「ブロックしてやる」と送ったら、彼女のほうから先にブロックされてしまった
別れを告げられた側が、どれほど冷静でいられるかは、人によって大きく違うものだと思います。感情が追いつかないまま送ったメッセージが、取り返しのつかない結果を招くこともある。これは、そんな自分を振り返る話です。
別れを認められなかった
彼女から別れを切り出されたのは、春の終わりのことでした。
「気持ちが変わった」という言葉を、どうしても受け入れられなかった。何度も送り続けたのは、少しでも話し合えれば気持ちが戻るかもしれないと信じていたからです。

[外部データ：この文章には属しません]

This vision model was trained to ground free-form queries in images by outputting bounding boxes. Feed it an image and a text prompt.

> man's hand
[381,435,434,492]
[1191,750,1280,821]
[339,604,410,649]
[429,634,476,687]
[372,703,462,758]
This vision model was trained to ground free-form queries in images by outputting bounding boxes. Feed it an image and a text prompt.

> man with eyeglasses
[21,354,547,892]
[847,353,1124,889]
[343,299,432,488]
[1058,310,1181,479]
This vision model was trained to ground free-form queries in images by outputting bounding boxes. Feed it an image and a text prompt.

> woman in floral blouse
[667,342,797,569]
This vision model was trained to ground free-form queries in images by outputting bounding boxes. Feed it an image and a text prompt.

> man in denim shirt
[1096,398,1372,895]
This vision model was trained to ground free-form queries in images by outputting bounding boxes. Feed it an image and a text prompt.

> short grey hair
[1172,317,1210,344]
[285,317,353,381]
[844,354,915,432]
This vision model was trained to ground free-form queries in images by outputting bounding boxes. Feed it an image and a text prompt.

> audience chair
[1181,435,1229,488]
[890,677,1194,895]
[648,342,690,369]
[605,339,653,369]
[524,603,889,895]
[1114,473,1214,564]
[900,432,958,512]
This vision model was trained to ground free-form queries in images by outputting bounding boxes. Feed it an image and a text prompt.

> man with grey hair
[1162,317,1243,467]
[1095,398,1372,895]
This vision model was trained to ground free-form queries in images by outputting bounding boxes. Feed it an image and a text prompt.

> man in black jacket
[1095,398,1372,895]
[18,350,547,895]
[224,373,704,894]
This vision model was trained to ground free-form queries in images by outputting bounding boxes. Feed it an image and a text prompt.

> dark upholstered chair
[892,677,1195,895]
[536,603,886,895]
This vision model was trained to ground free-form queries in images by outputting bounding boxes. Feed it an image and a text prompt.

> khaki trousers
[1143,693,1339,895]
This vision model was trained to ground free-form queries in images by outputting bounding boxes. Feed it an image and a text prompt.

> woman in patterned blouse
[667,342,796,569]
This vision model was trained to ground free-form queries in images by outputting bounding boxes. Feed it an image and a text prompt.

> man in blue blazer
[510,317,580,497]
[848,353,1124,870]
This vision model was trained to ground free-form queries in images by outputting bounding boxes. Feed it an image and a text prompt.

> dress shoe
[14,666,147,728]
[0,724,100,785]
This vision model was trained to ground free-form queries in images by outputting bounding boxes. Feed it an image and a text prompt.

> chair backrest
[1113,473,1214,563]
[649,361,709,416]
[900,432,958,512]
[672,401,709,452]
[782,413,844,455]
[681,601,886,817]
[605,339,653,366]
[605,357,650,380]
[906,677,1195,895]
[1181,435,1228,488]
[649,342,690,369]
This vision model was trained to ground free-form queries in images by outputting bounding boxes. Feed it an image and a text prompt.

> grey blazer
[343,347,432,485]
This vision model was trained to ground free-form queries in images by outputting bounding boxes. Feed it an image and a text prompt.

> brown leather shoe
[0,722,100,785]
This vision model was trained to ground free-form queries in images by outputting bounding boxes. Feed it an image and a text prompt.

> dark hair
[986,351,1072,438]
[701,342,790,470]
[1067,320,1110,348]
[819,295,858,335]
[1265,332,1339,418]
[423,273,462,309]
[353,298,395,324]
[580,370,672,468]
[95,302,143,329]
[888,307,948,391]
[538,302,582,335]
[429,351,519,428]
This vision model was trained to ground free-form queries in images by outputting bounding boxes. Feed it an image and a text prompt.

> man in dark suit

しかし、彼女は「気持ちは変わらない」と繰り返すだけで、次第に返信も来なくなっていきました。無視されているように感じるたびに、焦りと苛立ちが募っていったのです。
脅しのつもりで送った言葉
それからも、「なんで返事しないの?」「俺のこと馬鹿にしてる?」と何度も連絡していました。
ある夜、返事のない画面を見続けているうちに、感情が抑えられなくなりました。「これを送れば、さすがに反応するだろう」という気持ちで、指が動いていたのです。
「お前なんかブロックしてやる。それでいいんだな?」
送信した瞬間、少しだけ後悔しました。それでも「やめて」という返事が来ることを、どこかで期待していたのは本当のことです。